The ICO has approved the first UK GDPR certification scheme criteria. Certification is a provision under Article 42 UK GDPR. It is based on data protection law and international standards for certification of products, services and processes and has been developed in partnership with UKAS, the United Kingdom’s national accreditation body.

Certification was introduced under the UK GDPR with the aim of helping organisations demonstrate compliance with data protection rules and, in turn to inspire trust and confidence in the people who use their products, processes and services.

It works by providing a framework for organisations to follow, which offers clients and customers assurance that they are adhering to strong standards. Organisations with expertise in a particular area can develop scheme criteria.

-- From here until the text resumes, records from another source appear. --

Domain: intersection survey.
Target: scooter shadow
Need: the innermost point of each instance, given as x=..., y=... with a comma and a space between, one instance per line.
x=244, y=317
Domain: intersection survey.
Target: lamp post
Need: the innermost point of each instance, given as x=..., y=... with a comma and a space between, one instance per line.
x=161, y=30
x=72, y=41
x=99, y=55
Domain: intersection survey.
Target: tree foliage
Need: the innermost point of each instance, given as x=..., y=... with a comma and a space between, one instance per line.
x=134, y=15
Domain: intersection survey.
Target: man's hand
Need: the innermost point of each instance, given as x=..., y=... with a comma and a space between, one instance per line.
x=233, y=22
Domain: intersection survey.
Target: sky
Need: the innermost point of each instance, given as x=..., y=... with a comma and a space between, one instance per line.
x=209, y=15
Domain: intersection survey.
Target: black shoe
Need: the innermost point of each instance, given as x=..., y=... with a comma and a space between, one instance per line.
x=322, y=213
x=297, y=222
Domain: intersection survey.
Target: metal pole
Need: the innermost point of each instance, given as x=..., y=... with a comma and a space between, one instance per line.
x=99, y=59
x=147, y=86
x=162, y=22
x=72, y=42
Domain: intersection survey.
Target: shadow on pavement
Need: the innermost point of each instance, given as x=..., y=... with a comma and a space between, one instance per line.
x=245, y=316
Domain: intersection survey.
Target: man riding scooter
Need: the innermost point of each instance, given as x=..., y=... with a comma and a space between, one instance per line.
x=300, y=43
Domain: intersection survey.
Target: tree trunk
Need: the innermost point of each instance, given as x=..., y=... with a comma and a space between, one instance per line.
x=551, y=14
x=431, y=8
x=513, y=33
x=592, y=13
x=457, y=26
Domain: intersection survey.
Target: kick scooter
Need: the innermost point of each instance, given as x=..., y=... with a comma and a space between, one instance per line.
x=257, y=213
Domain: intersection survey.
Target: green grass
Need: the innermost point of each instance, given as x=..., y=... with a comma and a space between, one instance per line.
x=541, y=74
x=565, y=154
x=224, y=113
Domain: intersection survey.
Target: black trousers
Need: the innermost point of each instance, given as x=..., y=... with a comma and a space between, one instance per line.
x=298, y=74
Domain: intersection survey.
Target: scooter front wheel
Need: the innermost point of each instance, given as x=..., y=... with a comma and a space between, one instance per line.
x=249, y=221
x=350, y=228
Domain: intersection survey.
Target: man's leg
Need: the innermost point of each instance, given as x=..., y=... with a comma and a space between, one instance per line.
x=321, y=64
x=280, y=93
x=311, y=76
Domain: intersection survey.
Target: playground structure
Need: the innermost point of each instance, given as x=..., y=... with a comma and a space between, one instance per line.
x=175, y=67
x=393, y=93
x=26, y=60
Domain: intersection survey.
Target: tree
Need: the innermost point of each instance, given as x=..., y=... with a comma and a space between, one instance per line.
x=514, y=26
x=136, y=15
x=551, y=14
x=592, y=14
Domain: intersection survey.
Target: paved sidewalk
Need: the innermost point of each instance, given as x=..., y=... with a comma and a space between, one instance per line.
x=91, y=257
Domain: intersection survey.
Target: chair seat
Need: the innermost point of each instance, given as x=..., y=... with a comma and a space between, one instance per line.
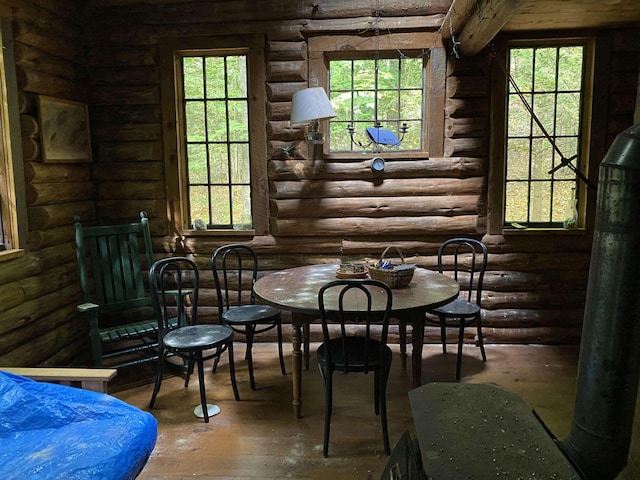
x=458, y=308
x=250, y=314
x=197, y=337
x=356, y=348
x=130, y=330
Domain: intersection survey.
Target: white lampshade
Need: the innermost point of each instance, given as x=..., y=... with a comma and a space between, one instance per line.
x=310, y=104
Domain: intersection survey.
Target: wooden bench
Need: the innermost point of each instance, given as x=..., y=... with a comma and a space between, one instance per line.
x=95, y=379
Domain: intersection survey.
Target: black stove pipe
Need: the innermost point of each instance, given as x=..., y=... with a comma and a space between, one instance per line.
x=609, y=365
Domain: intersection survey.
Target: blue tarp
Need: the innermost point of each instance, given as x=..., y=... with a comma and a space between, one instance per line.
x=50, y=431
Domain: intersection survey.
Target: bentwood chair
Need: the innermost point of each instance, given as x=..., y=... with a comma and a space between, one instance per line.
x=235, y=270
x=174, y=286
x=348, y=302
x=467, y=258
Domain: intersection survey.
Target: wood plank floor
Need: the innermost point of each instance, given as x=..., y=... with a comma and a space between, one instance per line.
x=259, y=437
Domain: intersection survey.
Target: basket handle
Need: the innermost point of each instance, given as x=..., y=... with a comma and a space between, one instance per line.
x=397, y=249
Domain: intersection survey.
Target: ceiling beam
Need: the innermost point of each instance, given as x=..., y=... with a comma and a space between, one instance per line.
x=474, y=23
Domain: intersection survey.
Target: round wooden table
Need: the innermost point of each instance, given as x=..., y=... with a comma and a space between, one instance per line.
x=296, y=290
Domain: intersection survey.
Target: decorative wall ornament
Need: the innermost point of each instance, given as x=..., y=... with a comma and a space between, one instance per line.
x=64, y=129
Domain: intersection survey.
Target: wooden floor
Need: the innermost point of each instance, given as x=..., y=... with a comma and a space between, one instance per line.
x=259, y=437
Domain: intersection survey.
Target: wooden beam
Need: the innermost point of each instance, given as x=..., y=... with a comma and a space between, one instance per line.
x=456, y=17
x=484, y=23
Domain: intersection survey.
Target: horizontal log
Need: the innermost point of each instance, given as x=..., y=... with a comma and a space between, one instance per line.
x=50, y=85
x=29, y=126
x=106, y=171
x=466, y=127
x=283, y=91
x=538, y=299
x=49, y=193
x=63, y=235
x=130, y=151
x=386, y=188
x=464, y=224
x=466, y=147
x=122, y=132
x=30, y=149
x=125, y=114
x=119, y=94
x=48, y=216
x=281, y=51
x=287, y=71
x=129, y=75
x=279, y=110
x=39, y=348
x=375, y=207
x=38, y=172
x=527, y=317
x=282, y=130
x=455, y=167
x=467, y=107
x=131, y=190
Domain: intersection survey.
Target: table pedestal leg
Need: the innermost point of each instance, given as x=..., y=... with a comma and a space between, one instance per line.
x=417, y=336
x=296, y=357
x=402, y=331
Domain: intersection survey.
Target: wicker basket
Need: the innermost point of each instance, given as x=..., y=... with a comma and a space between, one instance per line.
x=393, y=278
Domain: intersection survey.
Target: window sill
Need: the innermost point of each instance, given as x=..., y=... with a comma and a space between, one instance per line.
x=7, y=255
x=226, y=232
x=544, y=231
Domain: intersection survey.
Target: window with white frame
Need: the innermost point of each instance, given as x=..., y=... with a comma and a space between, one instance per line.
x=394, y=82
x=220, y=173
x=546, y=121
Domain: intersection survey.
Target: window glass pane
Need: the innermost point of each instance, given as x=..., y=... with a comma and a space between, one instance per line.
x=241, y=207
x=519, y=117
x=215, y=77
x=521, y=69
x=218, y=163
x=216, y=121
x=194, y=81
x=237, y=76
x=197, y=161
x=238, y=121
x=570, y=65
x=340, y=76
x=194, y=119
x=545, y=73
x=364, y=75
x=220, y=203
x=518, y=165
x=388, y=74
x=540, y=202
x=199, y=204
x=517, y=202
x=412, y=73
x=541, y=158
x=240, y=168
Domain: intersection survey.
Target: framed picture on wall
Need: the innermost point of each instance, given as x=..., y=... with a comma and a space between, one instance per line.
x=64, y=130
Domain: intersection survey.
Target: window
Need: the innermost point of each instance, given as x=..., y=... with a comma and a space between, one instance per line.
x=216, y=133
x=393, y=80
x=220, y=173
x=545, y=123
x=369, y=92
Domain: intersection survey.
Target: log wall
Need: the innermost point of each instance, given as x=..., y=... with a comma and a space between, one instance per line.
x=38, y=323
x=319, y=211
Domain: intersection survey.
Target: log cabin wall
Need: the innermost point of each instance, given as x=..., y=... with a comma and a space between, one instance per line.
x=421, y=203
x=39, y=290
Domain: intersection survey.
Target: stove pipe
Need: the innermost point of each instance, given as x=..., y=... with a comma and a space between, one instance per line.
x=609, y=365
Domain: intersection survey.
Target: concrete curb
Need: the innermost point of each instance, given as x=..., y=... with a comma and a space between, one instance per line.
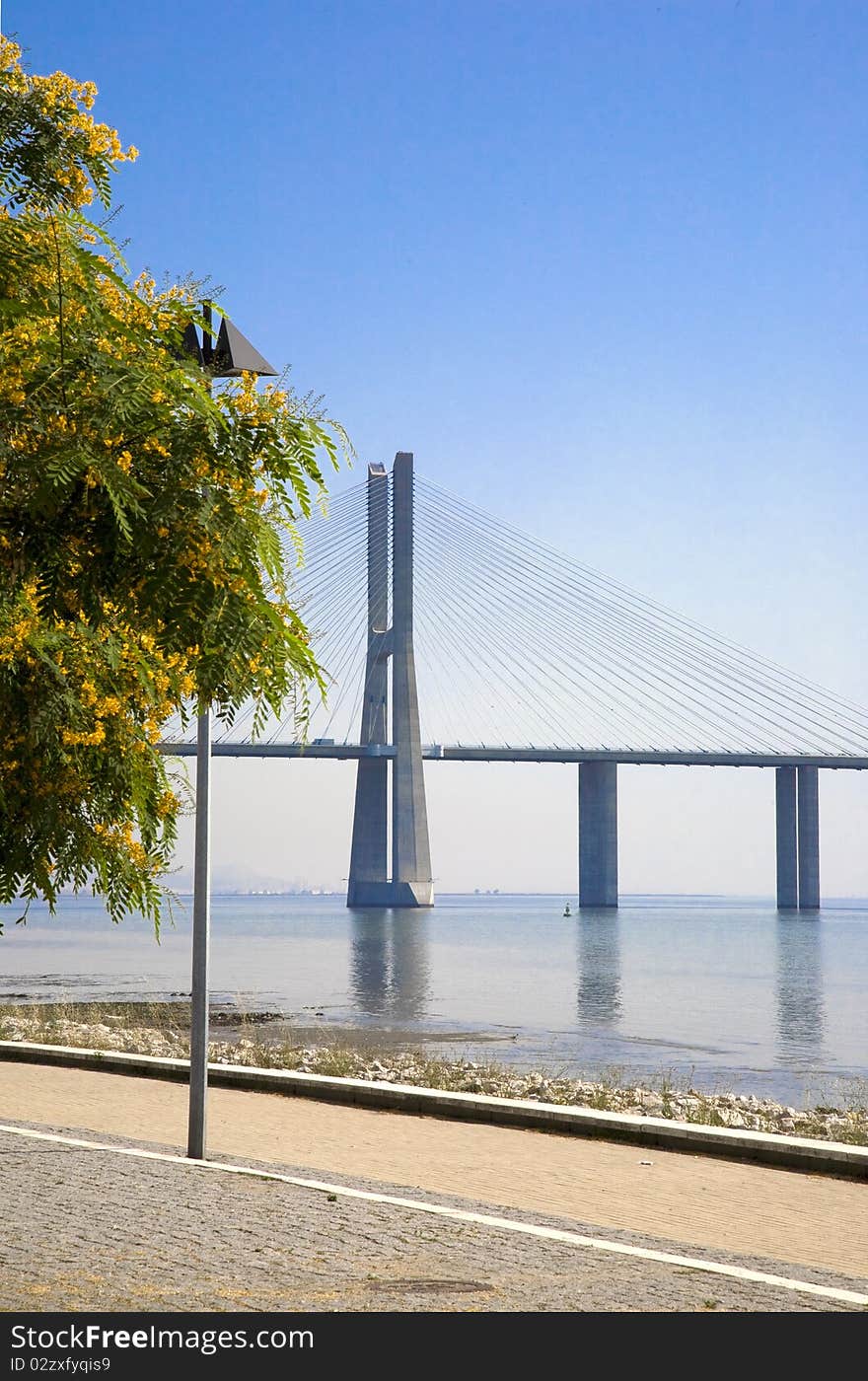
x=820, y=1157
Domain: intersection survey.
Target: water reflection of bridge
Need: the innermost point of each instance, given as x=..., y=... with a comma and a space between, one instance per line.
x=598, y=949
x=801, y=1011
x=390, y=970
x=391, y=974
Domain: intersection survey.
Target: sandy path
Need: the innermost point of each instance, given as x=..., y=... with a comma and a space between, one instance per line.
x=751, y=1210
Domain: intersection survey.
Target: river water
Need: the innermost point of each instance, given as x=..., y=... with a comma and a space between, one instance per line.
x=730, y=994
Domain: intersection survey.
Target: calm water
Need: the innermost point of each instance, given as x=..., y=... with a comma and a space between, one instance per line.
x=726, y=991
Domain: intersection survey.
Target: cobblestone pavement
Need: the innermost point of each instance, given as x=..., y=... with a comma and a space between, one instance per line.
x=92, y=1229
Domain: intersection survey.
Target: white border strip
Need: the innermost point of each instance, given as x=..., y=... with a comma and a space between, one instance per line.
x=529, y=1229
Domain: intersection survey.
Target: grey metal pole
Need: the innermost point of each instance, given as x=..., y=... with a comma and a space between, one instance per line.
x=201, y=928
x=201, y=915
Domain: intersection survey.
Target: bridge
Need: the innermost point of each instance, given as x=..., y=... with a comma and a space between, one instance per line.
x=450, y=635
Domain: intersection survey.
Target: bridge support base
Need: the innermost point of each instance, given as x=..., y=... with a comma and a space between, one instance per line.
x=785, y=837
x=798, y=838
x=598, y=835
x=809, y=838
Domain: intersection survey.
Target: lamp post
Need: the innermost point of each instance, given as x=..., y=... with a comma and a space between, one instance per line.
x=234, y=355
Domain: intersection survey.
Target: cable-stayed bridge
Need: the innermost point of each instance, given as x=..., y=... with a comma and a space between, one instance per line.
x=447, y=634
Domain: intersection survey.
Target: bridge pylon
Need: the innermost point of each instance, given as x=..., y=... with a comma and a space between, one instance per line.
x=410, y=883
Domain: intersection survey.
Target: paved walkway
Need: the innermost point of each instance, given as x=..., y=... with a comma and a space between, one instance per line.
x=87, y=1229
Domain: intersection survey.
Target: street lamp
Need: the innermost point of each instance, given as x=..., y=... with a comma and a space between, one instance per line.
x=232, y=355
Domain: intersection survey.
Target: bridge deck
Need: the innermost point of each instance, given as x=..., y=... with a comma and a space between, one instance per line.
x=460, y=753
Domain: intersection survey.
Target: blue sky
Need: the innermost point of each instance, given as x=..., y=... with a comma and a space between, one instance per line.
x=601, y=265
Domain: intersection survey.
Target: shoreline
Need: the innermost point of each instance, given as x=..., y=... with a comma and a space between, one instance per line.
x=269, y=1040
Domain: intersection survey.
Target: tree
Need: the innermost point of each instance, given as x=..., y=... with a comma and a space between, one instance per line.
x=144, y=524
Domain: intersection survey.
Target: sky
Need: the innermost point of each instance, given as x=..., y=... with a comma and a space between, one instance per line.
x=602, y=268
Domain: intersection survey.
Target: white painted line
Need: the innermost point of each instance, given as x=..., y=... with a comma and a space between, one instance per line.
x=529, y=1229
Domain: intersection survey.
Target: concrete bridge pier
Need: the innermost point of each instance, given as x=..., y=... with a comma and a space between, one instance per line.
x=369, y=880
x=809, y=838
x=598, y=835
x=798, y=838
x=785, y=837
x=411, y=880
x=410, y=883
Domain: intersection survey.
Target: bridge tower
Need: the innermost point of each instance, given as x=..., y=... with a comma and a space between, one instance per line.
x=410, y=881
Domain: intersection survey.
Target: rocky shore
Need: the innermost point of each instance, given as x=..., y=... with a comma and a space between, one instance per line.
x=167, y=1035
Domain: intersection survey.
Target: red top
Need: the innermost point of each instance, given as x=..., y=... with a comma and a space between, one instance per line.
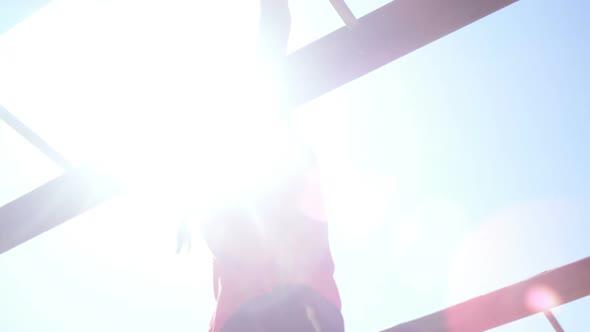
x=281, y=239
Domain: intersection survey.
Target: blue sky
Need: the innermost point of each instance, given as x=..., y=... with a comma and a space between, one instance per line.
x=455, y=170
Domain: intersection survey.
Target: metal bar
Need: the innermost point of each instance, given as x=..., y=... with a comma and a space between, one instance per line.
x=505, y=305
x=52, y=204
x=14, y=12
x=34, y=139
x=379, y=38
x=549, y=315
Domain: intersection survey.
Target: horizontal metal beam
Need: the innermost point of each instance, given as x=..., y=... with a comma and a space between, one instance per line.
x=14, y=12
x=53, y=204
x=503, y=306
x=379, y=38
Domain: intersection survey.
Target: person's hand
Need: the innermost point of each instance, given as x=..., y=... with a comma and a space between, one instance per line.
x=183, y=237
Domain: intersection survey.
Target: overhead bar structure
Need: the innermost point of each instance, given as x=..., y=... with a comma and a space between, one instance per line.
x=34, y=139
x=52, y=204
x=346, y=54
x=380, y=37
x=562, y=285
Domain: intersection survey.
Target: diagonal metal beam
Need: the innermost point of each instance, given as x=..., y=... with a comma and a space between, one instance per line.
x=340, y=57
x=505, y=305
x=380, y=37
x=52, y=204
x=33, y=138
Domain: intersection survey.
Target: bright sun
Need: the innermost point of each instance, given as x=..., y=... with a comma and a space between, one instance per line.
x=166, y=97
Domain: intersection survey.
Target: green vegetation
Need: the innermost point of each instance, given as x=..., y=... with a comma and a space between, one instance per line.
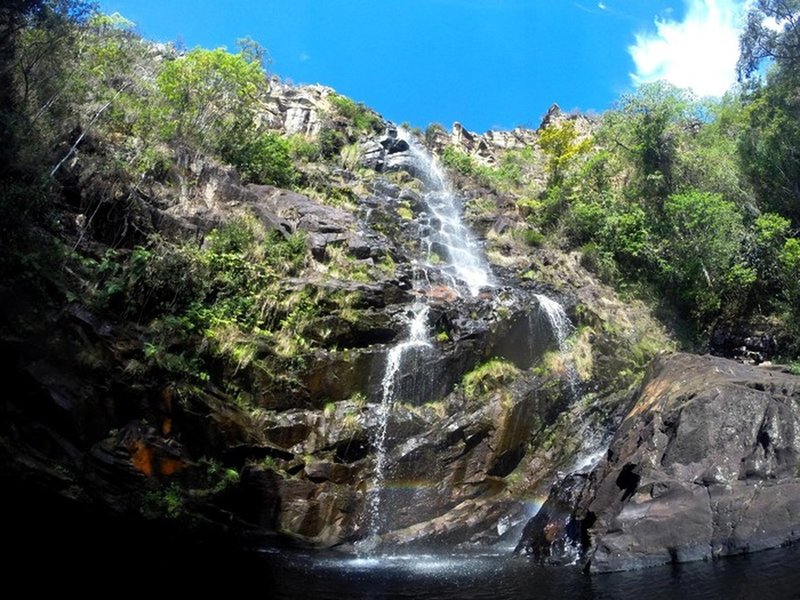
x=361, y=118
x=487, y=377
x=688, y=203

The ICO has approved the criteria for three schemes, which will now be rolled out:

• ADISA, experts in IT asset disposal services, have developed a standard that ensures personal data has been handled appropriately when IT equipment is re-used or destroyed.
• Age Check Certification Scheme (ACCS) have developed criteria for two schemes, the first relating to age assurance and the second looking at children’s online privacy.

According to the ICO, organisations that achieve the standards set out in the certification schemes can create a competitive advantage and demonstrate that they have the highest level of commitment to data protection compliance to their customers, partners and investors.

The ICO has produced guidance on certification.